To be fair, government decision makers are fully aware of the need to reform public hospitals. But many of the proposed measures they undertook failed to account for the systematic and holistic nature of the needed reform.  In order to reduce the overreliance on drug sales, for example, the government introduced “zero markups” for drugs sold at hospitals and sought to increase fiscal subsidies to compensate for the hospitals’ loss incurred by this new policy. Since hospitals get a sizeable share of revenue from drug sales, it’s nearly impossible for the government to fill the gap.

Compared to their public counterparts, non-public hospitals do not receive equal treatment in terms of taxation, market access, eligibility for social insurance, and evaluation of professional titles. For example, the rules restrict the opening of a second hospital within an 800 meter service radius of an existing hospital. This protects the monopoly status of public hospitals. Also, doctors at private hospitals face discrimination when it comes to promotion and retirement benefits. Therefore,  it is difficult for the best doctors (most of them are employed by public hospitals) to leave public hospitals and practice in private ones. But in the absence of a competitive non-public sector, it is difficult to incentivize the public hospitals to kick off meaningful reform measures.

Delay tactics

The National Development and Reform Commission (NDRC) relies on an administrative fiat to set prices for services and drugs, while the National Health and Family Planning Commission (NHFPC) is the owner, general manager and regulator of the public hospitals, a situation that  reinforces the delay of introducing competition into the sector. In addition, social security departments which could play a critical role in reforming the provider payment system are service units of the Ministry of Human Resources and Social Security and do not have the motivation and authority to launch required reform measures.

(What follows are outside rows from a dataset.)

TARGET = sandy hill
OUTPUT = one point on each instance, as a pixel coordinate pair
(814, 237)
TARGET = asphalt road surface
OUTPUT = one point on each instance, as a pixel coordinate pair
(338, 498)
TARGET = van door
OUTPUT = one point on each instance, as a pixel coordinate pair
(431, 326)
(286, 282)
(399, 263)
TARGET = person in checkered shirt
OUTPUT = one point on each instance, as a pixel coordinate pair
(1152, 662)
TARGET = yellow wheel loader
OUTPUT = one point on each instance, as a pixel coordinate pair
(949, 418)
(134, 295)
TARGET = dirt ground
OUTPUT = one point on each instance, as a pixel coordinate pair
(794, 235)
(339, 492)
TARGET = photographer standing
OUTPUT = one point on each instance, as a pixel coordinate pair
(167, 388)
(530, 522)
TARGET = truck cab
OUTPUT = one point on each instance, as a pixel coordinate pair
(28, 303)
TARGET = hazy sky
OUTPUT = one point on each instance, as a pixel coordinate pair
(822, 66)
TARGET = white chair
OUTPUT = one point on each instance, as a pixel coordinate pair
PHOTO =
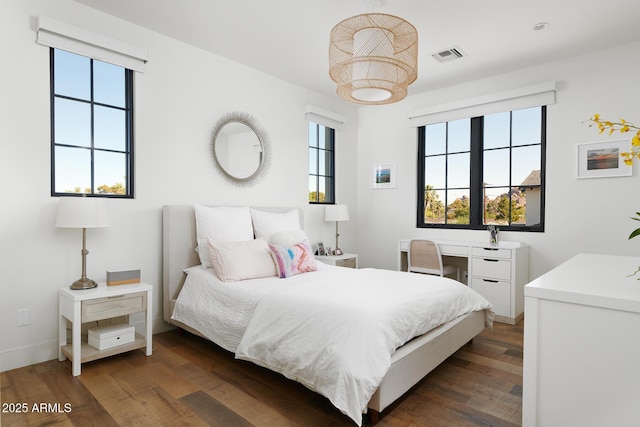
(424, 257)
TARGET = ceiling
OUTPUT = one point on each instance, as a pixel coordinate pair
(289, 38)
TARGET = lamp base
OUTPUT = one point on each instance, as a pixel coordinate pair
(83, 283)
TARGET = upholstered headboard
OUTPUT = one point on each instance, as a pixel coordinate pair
(178, 249)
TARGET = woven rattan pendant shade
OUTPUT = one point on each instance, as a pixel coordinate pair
(373, 58)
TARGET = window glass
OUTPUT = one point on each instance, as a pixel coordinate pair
(109, 84)
(321, 164)
(91, 131)
(484, 171)
(496, 130)
(72, 75)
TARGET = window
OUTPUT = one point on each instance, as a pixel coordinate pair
(483, 171)
(91, 126)
(321, 164)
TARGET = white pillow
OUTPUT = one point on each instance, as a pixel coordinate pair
(266, 224)
(288, 238)
(233, 261)
(221, 224)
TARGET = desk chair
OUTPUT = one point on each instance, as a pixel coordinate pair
(424, 257)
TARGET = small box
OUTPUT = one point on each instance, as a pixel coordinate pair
(127, 277)
(106, 337)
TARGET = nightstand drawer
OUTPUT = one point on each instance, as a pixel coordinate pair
(497, 292)
(121, 305)
(491, 268)
(349, 262)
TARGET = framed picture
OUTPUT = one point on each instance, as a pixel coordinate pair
(602, 159)
(383, 175)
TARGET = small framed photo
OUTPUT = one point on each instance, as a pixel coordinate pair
(383, 175)
(602, 159)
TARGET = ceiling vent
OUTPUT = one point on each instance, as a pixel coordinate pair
(448, 55)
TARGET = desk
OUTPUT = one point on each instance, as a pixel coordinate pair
(497, 273)
(581, 344)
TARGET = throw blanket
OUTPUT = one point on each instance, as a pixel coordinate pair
(336, 333)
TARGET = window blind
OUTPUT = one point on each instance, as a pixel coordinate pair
(515, 99)
(324, 117)
(60, 35)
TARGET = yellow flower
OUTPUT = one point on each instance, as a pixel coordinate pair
(623, 127)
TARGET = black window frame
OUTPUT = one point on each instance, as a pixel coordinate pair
(476, 201)
(129, 143)
(330, 195)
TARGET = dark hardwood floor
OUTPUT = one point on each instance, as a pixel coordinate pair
(190, 381)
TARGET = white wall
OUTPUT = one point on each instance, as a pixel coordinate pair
(590, 215)
(178, 99)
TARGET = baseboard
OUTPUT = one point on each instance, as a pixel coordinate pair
(30, 355)
(43, 352)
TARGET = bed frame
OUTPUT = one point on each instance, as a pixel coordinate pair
(409, 364)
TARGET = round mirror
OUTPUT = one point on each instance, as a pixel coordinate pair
(240, 148)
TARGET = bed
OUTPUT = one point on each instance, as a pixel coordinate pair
(408, 364)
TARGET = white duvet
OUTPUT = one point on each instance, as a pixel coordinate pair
(333, 330)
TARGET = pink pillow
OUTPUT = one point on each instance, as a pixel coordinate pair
(292, 260)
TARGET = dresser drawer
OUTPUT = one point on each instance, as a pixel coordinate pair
(121, 305)
(349, 262)
(489, 252)
(497, 292)
(491, 268)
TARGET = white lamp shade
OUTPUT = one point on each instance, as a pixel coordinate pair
(336, 213)
(82, 212)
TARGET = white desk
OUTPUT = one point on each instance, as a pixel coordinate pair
(581, 347)
(497, 273)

These bureaucratic agencies distort the healthcare market and it is unrealistic to expect they would surrender power. It is safe to say that public hospitals and health bureaucrats have hijacked a reform process that is critical to the interests of more than one billion people. Premier Li Keqiang seemed to be keenly aware of the challenge when he said “stirring vested interests may be more difficult than stirring the soul.”

The awkward status of the healthcare reform also highlights the importance of top-level design. Rather than view the NDRC or NHFPC as lead agencies for healthcare reform, the central government should create a higher-level agency or policy group to handle the reform process. Ideally, this would be the State Council or the Central Leading Group for Comprehensively Deepening Reforms, which may charge a stand-alone and authoritative committee to redesign and guide China’s healthcare reform.

The idea is by no means radical: In 2002, in order to apply for and implement grants from the Global Fund to Fight AIDS, Tuberculosis and Malaria, China built its “Country Coordinating Mechanism” that draws representatives outside of government such as international organizations, nongovernmental organizations, the private sector, and individual representatives. A similar arrangement would not only allow members of the committee to undertake a more systematic or synergistic approach toward the reform, but would also minimize the undue influence of vested interests. Of course, defining and designing the reform package is no small task. But setting up such a committee would be a crucial step in the right direction.